Когда я открыла дверь, Фрэнсис рванул в комнату вместе с потоком морозного воздуха. Оказавшись на лестнице, я всхлипнула. Судорожно глотая холод, я спрашивала себя, как я только умудрилась так безнадежно все испортить. Твердо решив не реветь, пока не доберусь до грузовичка, я, спотыкаясь, побежала вниз: мне было почти ничего не видно из-за облаков, закрывавших луну, и слез, застилавших глаза. Спускаясь, я занозила руку о перила. «Черт!» — вырвалось у меня. Физическая боль сняла барьер, сдерживавший мои рыдания: так и не дотерпев до машины, я заплакала в голос и понеслась по длинной изогнутой подъездной дорожке. «Черт! Черт! Черт!» — бормотала я, ощупью засовывая ключ в замочную скважину.

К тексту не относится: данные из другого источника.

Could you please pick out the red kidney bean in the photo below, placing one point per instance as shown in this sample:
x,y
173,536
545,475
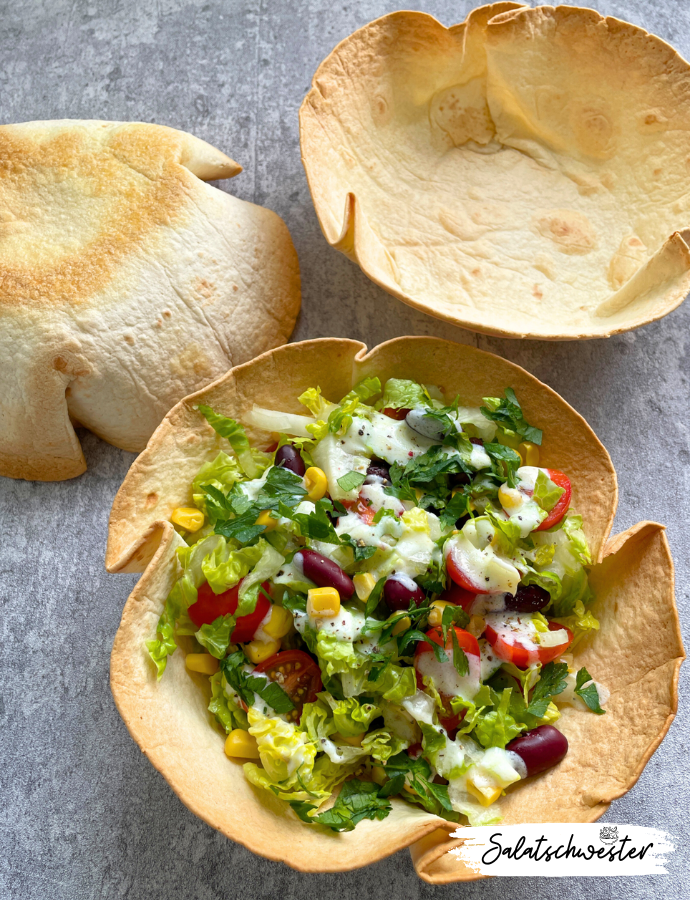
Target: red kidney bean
x,y
528,598
289,458
379,469
325,573
540,749
399,590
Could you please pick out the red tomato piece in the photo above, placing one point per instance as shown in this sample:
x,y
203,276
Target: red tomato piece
x,y
392,413
459,596
362,508
560,509
297,674
523,651
210,606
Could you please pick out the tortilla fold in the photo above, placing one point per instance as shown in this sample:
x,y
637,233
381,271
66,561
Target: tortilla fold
x,y
636,653
522,174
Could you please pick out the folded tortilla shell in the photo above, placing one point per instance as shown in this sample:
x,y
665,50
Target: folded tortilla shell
x,y
169,719
126,283
521,174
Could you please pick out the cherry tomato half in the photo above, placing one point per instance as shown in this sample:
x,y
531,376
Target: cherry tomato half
x,y
523,651
456,572
459,596
210,606
560,509
466,642
392,413
362,508
297,674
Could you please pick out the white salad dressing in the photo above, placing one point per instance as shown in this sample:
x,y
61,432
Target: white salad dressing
x,y
421,707
332,455
346,626
474,554
445,675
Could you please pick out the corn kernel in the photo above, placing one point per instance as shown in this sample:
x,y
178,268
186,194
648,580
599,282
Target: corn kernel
x,y
476,626
484,799
402,625
364,584
353,740
267,520
188,518
240,744
378,773
529,453
260,651
201,662
279,624
316,483
323,603
436,614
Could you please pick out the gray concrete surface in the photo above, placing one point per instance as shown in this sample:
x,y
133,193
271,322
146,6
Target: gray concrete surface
x,y
83,814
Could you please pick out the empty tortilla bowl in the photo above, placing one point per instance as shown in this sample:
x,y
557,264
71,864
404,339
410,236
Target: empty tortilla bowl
x,y
521,174
636,653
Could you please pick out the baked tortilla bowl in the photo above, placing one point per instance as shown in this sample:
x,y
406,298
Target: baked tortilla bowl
x,y
520,174
636,653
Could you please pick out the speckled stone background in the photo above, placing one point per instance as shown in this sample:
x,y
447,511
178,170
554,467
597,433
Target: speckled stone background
x,y
82,812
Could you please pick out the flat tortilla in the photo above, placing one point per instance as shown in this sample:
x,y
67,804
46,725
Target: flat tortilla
x,y
169,719
126,283
521,174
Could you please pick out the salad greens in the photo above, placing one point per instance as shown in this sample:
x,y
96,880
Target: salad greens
x,y
459,593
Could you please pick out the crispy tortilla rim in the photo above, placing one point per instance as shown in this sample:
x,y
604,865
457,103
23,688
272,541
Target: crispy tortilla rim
x,y
521,174
636,653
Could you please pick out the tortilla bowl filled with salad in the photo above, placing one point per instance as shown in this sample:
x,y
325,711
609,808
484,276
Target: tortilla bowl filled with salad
x,y
380,602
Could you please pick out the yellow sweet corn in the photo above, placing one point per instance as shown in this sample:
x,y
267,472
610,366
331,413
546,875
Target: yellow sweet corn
x,y
402,625
188,518
364,584
323,603
260,651
316,483
529,453
201,662
436,614
240,744
484,799
267,520
279,624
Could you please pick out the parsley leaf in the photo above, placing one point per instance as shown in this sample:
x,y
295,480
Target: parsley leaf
x,y
351,480
460,661
507,412
247,685
589,693
551,682
316,526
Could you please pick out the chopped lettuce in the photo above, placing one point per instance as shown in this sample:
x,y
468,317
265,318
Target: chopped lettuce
x,y
399,393
232,431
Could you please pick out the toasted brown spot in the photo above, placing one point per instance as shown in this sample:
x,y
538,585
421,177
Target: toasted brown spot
x,y
79,203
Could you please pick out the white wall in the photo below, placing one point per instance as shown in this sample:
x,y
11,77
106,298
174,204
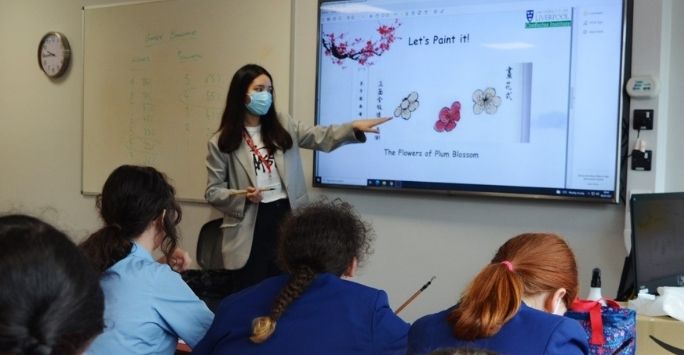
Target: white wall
x,y
675,143
417,235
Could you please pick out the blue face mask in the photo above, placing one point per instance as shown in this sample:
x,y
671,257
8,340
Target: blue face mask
x,y
259,102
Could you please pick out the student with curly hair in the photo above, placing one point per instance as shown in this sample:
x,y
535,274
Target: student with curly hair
x,y
50,297
312,309
515,305
148,305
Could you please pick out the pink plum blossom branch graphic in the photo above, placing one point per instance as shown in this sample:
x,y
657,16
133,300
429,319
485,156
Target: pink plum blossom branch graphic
x,y
339,49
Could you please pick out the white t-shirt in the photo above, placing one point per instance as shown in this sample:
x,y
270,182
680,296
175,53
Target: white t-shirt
x,y
264,178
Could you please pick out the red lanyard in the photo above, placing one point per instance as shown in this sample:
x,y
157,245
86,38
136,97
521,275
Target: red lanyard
x,y
255,150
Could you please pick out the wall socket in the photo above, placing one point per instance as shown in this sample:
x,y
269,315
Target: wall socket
x,y
641,160
643,119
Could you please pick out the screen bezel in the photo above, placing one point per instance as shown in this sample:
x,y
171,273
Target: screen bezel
x,y
670,280
621,156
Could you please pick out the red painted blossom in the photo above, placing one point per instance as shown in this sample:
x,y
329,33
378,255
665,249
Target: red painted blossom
x,y
359,50
448,117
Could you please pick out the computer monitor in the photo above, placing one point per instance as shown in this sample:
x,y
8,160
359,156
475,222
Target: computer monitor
x,y
657,240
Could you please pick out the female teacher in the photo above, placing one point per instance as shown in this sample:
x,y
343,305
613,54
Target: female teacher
x,y
255,173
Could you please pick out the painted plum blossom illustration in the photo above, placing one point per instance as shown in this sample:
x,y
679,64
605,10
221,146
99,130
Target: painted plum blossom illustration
x,y
448,117
486,101
408,104
340,49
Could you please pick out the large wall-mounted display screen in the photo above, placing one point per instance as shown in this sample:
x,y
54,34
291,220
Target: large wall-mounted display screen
x,y
502,97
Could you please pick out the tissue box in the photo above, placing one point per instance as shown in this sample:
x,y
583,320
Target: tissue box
x,y
659,335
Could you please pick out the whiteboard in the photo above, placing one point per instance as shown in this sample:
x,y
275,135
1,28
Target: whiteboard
x,y
156,75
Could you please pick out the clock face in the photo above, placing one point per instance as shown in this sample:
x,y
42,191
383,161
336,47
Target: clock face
x,y
54,54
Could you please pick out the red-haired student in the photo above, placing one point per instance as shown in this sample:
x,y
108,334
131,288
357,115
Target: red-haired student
x,y
513,306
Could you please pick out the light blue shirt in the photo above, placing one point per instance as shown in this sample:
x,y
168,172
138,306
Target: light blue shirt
x,y
147,308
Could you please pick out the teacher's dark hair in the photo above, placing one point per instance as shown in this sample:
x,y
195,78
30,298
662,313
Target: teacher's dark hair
x,y
232,124
50,297
324,237
132,197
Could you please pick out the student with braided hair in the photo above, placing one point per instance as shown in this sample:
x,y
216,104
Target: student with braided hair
x,y
312,309
513,306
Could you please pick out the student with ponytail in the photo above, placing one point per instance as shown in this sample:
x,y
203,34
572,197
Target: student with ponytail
x,y
312,309
513,306
147,304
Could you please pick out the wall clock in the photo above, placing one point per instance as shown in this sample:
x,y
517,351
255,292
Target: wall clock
x,y
54,54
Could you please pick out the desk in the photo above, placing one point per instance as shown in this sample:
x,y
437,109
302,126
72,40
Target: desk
x,y
657,335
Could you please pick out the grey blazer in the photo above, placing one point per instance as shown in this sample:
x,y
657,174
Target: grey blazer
x,y
239,214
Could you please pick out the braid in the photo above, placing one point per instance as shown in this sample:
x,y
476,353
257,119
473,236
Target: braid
x,y
264,326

«Дежавю» — это было первое, что я подумала, когда во второй раз оказалась распластанной по сиденью своего грузовика. Но дальше все разворачивалось не так, как в ночь Хеллоуина.

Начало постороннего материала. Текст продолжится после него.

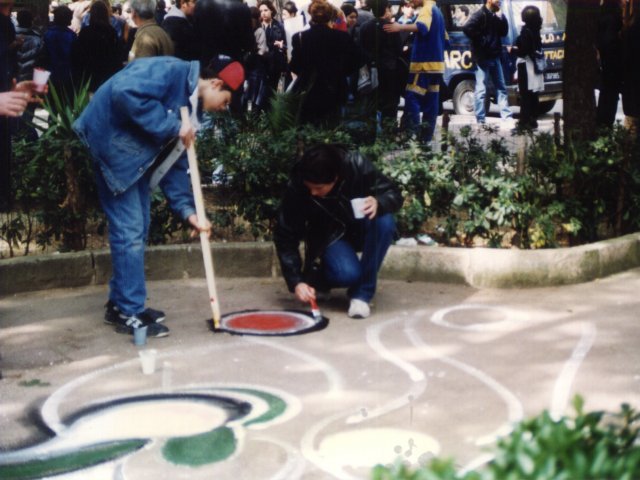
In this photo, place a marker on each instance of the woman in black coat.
(530, 83)
(97, 53)
(276, 42)
(384, 50)
(322, 58)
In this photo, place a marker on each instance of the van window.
(460, 13)
(549, 20)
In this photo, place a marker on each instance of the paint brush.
(315, 311)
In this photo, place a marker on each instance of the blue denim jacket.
(132, 117)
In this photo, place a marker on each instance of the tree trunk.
(74, 228)
(580, 70)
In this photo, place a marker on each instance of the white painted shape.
(148, 419)
(515, 410)
(511, 322)
(564, 382)
(369, 447)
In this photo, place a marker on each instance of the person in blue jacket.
(134, 133)
(425, 69)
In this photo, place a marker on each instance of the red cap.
(232, 75)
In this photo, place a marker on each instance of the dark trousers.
(529, 100)
(387, 95)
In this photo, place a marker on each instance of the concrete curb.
(478, 267)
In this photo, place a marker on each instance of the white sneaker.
(359, 309)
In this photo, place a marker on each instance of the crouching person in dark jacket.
(318, 209)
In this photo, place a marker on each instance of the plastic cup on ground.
(148, 360)
(140, 336)
(358, 205)
(40, 78)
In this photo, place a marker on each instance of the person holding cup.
(338, 204)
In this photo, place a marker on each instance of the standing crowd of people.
(144, 62)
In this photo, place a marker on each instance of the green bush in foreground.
(590, 445)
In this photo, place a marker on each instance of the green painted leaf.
(69, 462)
(197, 450)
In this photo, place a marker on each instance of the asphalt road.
(437, 370)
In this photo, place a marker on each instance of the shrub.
(593, 445)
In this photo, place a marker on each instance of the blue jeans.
(128, 215)
(493, 69)
(343, 268)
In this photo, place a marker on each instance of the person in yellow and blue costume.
(425, 69)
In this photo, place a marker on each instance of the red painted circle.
(267, 321)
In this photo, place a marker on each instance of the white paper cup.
(140, 336)
(40, 78)
(148, 360)
(358, 205)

Прежде чем я убедилась, что это Бак (особенно сомневаться и не приходилось), он захлопнул дверцу, нажал на блокировку и, обездвижив мои голени тяжестью своего тела, схватил меня за левое запястье:

— Что, готова раздвинуть ноги для кого угодно, кроме меня, да, Джеки?

ГЛАВА 26

Лежа на спине, неловко согнув шею и упираясь головой в дверцу, я дернула рукой и безуспешно попыталась пошевелить ногами.

— Слезь! — крикнула я, зная, что это совершенно бессмысленно: на Бака мои слова не подействуют, а никто другой меня, скорее всего, не услышит, потому что припарковалась я на улице, вдалеке от жилых домов. — Выметайся из машины!

Когда он запихивал меня в грузовик, я уронила ключи и теперь шарила правой рукой по полу, чтобы найти их и использовать как оружие.

— Вот этого не обещаю! — Бак покачал головой и схватил меня за другое запястье, как будто прочел мои мысли. — Ты никуда от меня не денешься, пока мы с тобой не поговорим. Вы с этой лживой сучкой, твоей подружкой, всю жизнь мне, на хрен, поломали.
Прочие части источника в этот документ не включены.